The Fed’s actions are designed to reduce the inflation rate to a more comfortable 2.00%-3.00% (USA).
@RBI expects India to be down to 5.7% for this financial Year.
2/n Image
To accomplish this, the Fed / Central Banks will raise its Federal Funds rate. The Federal Funds rate is the rate at which banks can borrow and lend from each other so they can continue to provide loans to businesses and individuals.
3/n
They will also end their policy of QE. QE is a monetary policy that allows the Central Bank to purchase long-term securities from the open market. The policy increases the amount of money in the money supply, encourages lending and investment, and lowers interest rates.
4/n Image
By raising interest rates and ending quantitative easing, the Fed hopes to reduce the amount of the money in the money supply and bring inflation rates down to more comfortable levels.
5/n
Impact of rising interest rates on your investments?

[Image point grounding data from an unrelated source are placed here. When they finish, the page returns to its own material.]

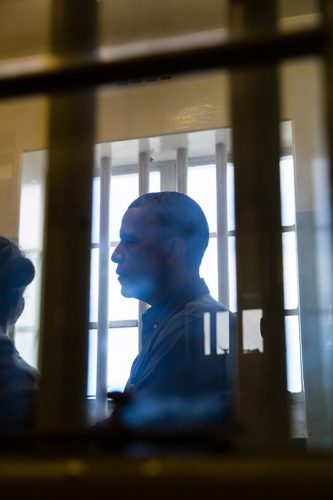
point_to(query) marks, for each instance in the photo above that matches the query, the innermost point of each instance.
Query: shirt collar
(156, 313)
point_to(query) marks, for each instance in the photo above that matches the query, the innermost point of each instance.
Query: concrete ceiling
(25, 24)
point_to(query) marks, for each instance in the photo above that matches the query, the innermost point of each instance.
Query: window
(123, 314)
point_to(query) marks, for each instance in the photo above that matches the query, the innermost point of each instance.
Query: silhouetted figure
(179, 377)
(18, 380)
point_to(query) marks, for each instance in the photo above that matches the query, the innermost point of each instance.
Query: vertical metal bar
(103, 283)
(143, 172)
(182, 164)
(65, 296)
(143, 188)
(255, 120)
(222, 223)
(328, 17)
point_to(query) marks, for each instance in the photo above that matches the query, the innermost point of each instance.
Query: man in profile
(163, 238)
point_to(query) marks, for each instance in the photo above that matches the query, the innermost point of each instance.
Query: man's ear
(175, 250)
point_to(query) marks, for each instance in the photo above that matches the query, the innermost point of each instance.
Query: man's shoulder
(204, 303)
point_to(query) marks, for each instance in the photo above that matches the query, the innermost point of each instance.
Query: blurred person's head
(163, 238)
(16, 272)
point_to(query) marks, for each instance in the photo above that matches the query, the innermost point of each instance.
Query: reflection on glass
(95, 209)
(204, 175)
(252, 338)
(232, 273)
(293, 348)
(94, 271)
(26, 344)
(124, 189)
(92, 363)
(123, 347)
(290, 277)
(154, 182)
(231, 197)
(287, 185)
(120, 308)
(208, 269)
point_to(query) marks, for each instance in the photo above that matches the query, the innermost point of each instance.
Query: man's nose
(117, 255)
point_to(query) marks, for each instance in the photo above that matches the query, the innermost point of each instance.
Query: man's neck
(172, 285)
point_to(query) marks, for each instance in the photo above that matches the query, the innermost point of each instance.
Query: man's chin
(134, 292)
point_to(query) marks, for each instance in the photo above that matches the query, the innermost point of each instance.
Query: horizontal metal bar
(126, 323)
(145, 60)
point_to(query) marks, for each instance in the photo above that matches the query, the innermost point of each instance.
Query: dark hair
(16, 272)
(181, 216)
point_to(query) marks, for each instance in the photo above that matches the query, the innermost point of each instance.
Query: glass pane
(124, 189)
(252, 338)
(232, 273)
(30, 315)
(231, 196)
(26, 343)
(95, 210)
(120, 307)
(287, 183)
(290, 277)
(154, 182)
(293, 346)
(198, 177)
(208, 269)
(94, 276)
(123, 347)
(92, 363)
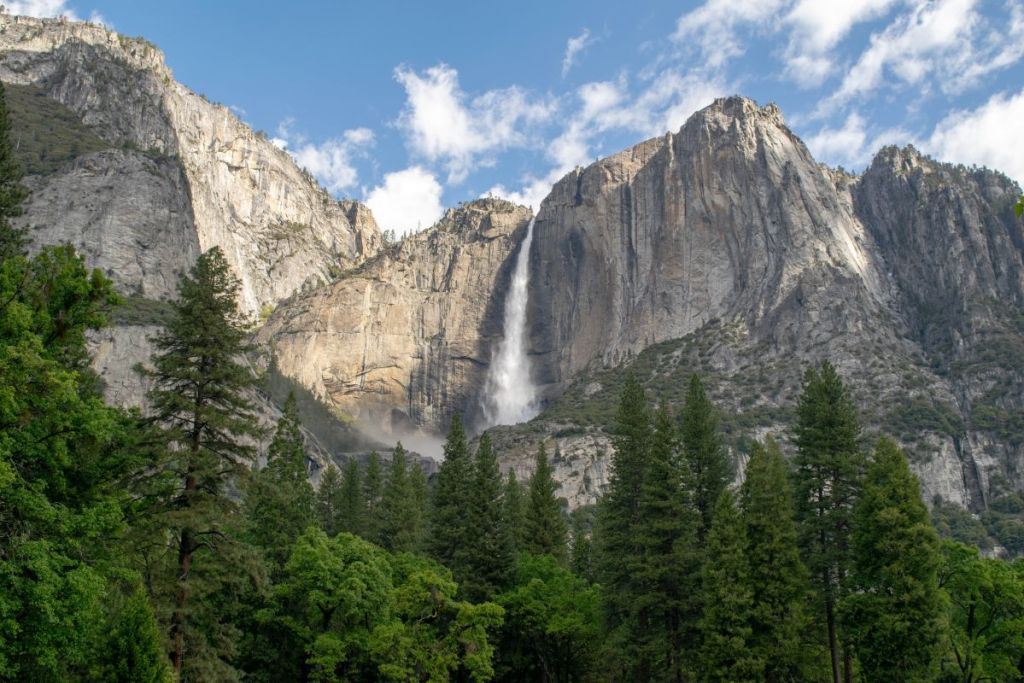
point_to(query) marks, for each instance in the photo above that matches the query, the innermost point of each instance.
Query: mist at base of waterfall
(509, 393)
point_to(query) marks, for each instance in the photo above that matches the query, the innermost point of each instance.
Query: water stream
(510, 395)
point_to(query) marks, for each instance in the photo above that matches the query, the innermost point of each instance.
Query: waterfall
(509, 395)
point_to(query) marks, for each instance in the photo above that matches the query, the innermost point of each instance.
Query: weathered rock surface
(403, 341)
(213, 181)
(723, 248)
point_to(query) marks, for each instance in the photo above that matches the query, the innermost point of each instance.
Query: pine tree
(373, 488)
(894, 613)
(547, 532)
(488, 557)
(421, 495)
(705, 453)
(400, 523)
(616, 543)
(351, 500)
(514, 512)
(582, 546)
(829, 468)
(669, 564)
(778, 579)
(281, 502)
(199, 394)
(12, 193)
(329, 498)
(449, 536)
(726, 653)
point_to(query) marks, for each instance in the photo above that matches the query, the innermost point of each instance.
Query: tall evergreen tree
(449, 524)
(199, 394)
(329, 501)
(421, 495)
(894, 613)
(726, 652)
(705, 453)
(582, 546)
(373, 488)
(668, 567)
(12, 193)
(617, 525)
(489, 560)
(547, 532)
(352, 512)
(400, 523)
(280, 501)
(829, 468)
(778, 580)
(514, 511)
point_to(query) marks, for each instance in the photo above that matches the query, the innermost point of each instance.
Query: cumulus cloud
(815, 30)
(408, 201)
(985, 136)
(946, 45)
(659, 105)
(49, 8)
(572, 47)
(443, 124)
(331, 162)
(714, 27)
(852, 143)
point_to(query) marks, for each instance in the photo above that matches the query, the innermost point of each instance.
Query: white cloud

Bond prices typically move in the opposite direction of interest rates, meaning rising interest rates generally cause formerly issued bond prices to fall. The value of old bonds decreases when interest rates increase.
6/n
Indian investors do not track the bond market aggressively. We Only look at it from a point of view of how it will affect Equity Market.
Although less predictable, stocks also tend to move in a negative direction when the Fed increases interest rates.
7/n
(image from @DailyFX ) Image
Large corporations, now must borrow money at a higher rate —> more money must be allocated to paying back the loan(s) —> profits to shrink.
8/n
Consumers are borrowing at higher rates. They have to allocate more toward paying back loans and have less discretionary income to spend.Less spending means less revenue and profits for businesses.
9/n Image
If companies are seen as cutting back on their growth due to less borrowing or are less profitable because of higher debt expenses or less revenue, the stock price will often drop.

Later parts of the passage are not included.